Physicians are healers. Psychiatric physicians are ethically bound to ensure the well-being of their patients. We need to keep far away from neighborhoods in which we are urged to violate or compromise that obligation.

Acknowledgments: The author wishes to thank James Knoll, MD, Alan Stone, MD, Eugene Kaplan, MD, Howard Zonana, MD, John Halpern, MD, and Abraham Halpern, MD, for their comments, criticisms, and suggestions. However, unless otherwise noted, the author alone is responsible for the views expressed in this editorial.

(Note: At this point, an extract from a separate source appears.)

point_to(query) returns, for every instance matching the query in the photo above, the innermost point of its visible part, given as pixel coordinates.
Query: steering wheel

1. Stone AA. The ethical boundaries of forensic psychiatry: a view from the Ivory Tower. [originally published in The Bulletin of the American Academy of Psychiatry and the Law (Bull Am Acad Psychiatry Law. 1984;12:209-219)].
2. Appelbaum PS. Death row delusions: when is a prisoner competent to be executed? Psychiatr Serv. 2007;58:1258-1260.
3. Simon RI, Shuman DW. Clinical Manual of Psychiatry and Law. Arlington, VA: American Psychiatric Press; 2007:64.
4. Zonana HV. Competency to be executed and forced medication: Singleton v. Norris. J Am Acad Psychiatry Law. 2003;31:372-326.